Propondría hacer un curso intensivo, un seminario práctico para introducirlos en el León del pasado. Y empezaría por llevarlos a la Central Camionera, el mercado más grande de zapato local e importado, de piel curtida y sintética. ¿Por qué ahí si es un lugar en el que todo mundo se pierde? Es muy claro, si uno se asoma a la calle Hilario Medina, entre la Acapulco y López Mateos, huele a cuero, hay cinturones colgados de las puertas metálicas, catalogueros (tema que tocaré en la siguiente oportunidad), balones de futbol amarrados en los pilares, vendedoras con cangurera, música de todo tipo y hasta una farmacia con su botarga.

Con la cadencia de los ciclistas londinenses y el empuje de una ciudad en constante progreso. Los ‘diableros’ dominan el arte de los nudos y saben de qué lado masca la iguana. Locatario sin ‘diablero’ de confianza es como un alpinista sin seguro

Pero si uno se adentra (y aquí es donde el curso empezaría a tomar rumbo) llega a la calle La Luz, donde cohabita el verdadero León, donde comulga el ambiente de mercado con los guiños del progreso. Aquí es donde uno se da cuenta de que cuando vemos al futuro, éste nos quiere poner un kimono, pero cuando vemos al pasado, éste nos recuerda que estamos hechos de barrio, de peleterías, de solventes, de suela de cuero, de pespunte, de comercio, de mayoreo para el foráneo y para el que lleve a partir de seis piezas. El pasado nos recuerda que el dinero aquí se queda, que somos una ciudad de obreros y comerciantes de zapato que comen en su local a diario. Parece que aquí el que no tiene que ver con las picas es porque ya se le olvidó su origen.
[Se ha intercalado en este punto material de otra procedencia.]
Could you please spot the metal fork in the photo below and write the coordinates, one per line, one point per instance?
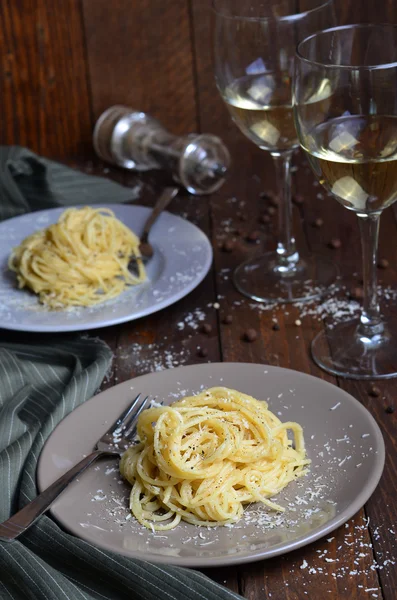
(113, 443)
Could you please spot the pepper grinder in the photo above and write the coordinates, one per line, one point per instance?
(132, 139)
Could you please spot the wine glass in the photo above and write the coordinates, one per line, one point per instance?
(254, 51)
(350, 139)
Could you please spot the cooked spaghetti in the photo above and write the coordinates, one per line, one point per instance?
(204, 457)
(79, 261)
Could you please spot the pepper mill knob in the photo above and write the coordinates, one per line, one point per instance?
(134, 140)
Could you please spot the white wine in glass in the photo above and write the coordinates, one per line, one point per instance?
(351, 143)
(263, 111)
(254, 49)
(354, 157)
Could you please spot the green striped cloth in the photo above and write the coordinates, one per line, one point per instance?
(29, 182)
(40, 383)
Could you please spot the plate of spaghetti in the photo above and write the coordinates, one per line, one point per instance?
(232, 463)
(79, 268)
Todo leonés debería tener un mapa de la Central Camionera, porque ahí no solo se vende zapato, también hay carros de fruta, de tacos sudados, de aguas frescas, locales de pizza, de café y de tortas. Pero la calle La Luz tiene una peculiaridad que me parece espectáculo suficiente para soportar la música de banda que no cesa local tras local y que desafía todas las leyes naturales del embalaje de mercancías, que incluso debería ser materia de estudio en las carreras de logística: los diableros. Estos personajes suben y bajan escaleras, transitan a lo largo y ancho de la calle con la preferencia de los motociclistas de Barcelona o de Uriangato, con la cadencia de los ciclistas londinenses y con el empuje de una patria en constante progreso. Los diableros no sueltan sus diablos, en ellos transportan docenas y docenas de cajas de zapato atadas con rafia, dominan el arte de los nudos, saben donde está el jale, de cuáles locales sale más mercancía y adónde hay que llevarla, saben de qué lado masca la iguana. Locatario sin diablero de confianza es como alpinista sin seguro de vida.

Quienes se asombran con los ociosos que erigen pirámides con cartas o vasos desechables es porque no han visto a nunca a un diablero cargando más de diez lotes de zapato. Sin embargo, en ese paisaje colorido y ruidoso de la Central Camionera, quizás uno nunca descubra el destino de la ruta. No es que pretenda que los diableros den paseos a los japoneses por La Luz, lo cual no sería mal negocio, de lo que sí estoy seguro es de que la Zona Piel, como hace algunos años quisieron llamarla, es un epicentro comercial que no ha sido sustituido por los outlets y merece una oportunidad como atractivo local, ya que nos recuerda de dónde somos y hacia dónde vamos.